V41D-05:
The Bubble’s Wake: Localized Rebound of Kīlauea’s Summit Lava Lake Following Minor Bubble Bursts

Thursday, 18 December 2014: 9:00 AM
Tim R Orr1,2, Bruce F Houghton2, Jacopo Taddeucci3, Elisabetta Del Bello3, Piergiorgio Scarlato3 and Matthew R Patrick1, (1)Hawaiian Volcano Observatory, USGS, Hawaii National Park, HI, United States, (2)Univ Hawaii Manoa, SOEST, Honolulu, HI, United States, (3)National Institute of Geophysics and Volcanology, Rome, Italy
Abstract:
One persistent mode of outgassing from Kīlauea’s summit lava lake, which has been active since 2008, is characterized by dome-shaped upwellings of incandescent lava several meters across on the lake surface. These phenomena usually occur a few times per minute during the lava lake’s typical north-to-south circulation regime, dampen and disappear within seconds, and produce few pyroclasts. Up until now, it has not been possible to determine if these upwellings were caused by the bursting of discrete bubbles or by rafts of smaller bubbles, though their slow speed and relative lack of pyroclasts suggested the latter.

However, observations of these phenomena during 2013–14 using high-speed (200–500 Hz) cameras found a surprising result. Each dome-shaped upwelling was, instead, the aftermath of the bursting of a discrete bubble, which broke through the surface crust a few tenths of a second before the related upwelling and was roughly one-quarter to one-half its size. Thus, these upwellings appear to be the rebound of the lava lake surface into the void created by relatively minor, meter-scale bubble bursts.

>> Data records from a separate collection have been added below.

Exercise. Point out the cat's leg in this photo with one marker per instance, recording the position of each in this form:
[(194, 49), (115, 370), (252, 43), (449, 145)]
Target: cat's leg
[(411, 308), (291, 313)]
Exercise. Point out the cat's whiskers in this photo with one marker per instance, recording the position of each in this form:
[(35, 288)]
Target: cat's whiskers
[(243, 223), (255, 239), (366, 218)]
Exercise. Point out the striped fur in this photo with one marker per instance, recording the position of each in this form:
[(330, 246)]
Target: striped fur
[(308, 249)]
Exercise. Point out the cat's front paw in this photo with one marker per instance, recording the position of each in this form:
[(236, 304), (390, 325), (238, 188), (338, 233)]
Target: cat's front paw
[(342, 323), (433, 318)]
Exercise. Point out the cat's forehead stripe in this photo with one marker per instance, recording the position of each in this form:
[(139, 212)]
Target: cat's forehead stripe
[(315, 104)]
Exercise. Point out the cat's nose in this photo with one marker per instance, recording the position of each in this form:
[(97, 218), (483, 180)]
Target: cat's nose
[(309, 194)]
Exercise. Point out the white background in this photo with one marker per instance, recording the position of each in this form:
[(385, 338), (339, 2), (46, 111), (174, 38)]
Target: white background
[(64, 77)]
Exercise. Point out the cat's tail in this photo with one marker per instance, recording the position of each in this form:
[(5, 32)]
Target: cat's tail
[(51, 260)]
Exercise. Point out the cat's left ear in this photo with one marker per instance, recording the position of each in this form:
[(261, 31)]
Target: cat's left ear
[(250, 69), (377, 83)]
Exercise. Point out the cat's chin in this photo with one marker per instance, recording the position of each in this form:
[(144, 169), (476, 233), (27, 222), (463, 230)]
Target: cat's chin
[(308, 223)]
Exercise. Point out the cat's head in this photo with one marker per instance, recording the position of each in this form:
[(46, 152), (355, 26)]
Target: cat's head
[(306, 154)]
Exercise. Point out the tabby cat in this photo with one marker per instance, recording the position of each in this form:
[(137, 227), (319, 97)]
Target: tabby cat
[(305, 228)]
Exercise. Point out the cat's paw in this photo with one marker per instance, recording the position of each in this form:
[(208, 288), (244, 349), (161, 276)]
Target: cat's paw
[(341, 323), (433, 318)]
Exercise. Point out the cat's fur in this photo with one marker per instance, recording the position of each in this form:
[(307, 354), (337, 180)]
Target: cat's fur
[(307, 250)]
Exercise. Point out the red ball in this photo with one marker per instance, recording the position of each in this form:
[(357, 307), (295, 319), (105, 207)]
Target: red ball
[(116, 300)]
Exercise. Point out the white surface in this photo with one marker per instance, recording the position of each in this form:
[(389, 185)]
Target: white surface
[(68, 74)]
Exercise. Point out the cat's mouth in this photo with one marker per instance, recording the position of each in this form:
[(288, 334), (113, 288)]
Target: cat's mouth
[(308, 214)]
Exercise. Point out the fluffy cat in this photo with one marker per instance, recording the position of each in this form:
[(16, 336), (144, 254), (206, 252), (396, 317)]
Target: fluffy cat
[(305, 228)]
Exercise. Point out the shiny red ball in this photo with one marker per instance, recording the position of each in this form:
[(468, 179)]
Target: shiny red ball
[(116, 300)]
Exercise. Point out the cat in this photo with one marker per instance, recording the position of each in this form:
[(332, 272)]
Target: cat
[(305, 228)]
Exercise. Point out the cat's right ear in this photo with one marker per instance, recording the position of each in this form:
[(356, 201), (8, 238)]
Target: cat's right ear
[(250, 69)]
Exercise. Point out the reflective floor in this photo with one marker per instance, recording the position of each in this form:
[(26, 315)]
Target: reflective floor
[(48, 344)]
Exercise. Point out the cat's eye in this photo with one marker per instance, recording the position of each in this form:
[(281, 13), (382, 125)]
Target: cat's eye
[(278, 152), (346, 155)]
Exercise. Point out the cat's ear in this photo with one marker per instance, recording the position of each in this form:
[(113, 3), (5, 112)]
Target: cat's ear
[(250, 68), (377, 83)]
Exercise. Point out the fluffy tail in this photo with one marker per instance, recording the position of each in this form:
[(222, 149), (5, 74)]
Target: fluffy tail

In some instances, the rebound even develops into a liquid jet.

Rebound of the lava lake surface following wall rock collapses has been shown to be important for triggering transient explosive activity at Kīlauea since 2008. The dome-shaped upwellings described here are another example of lake-rebound dynamics at Kīlauea, though on a smaller scale. In light of the prevalence of these phenomena at Kīlauea, rebound of the magma column following disturbances at the magma free-surface could play a role in other volcanic systems as well.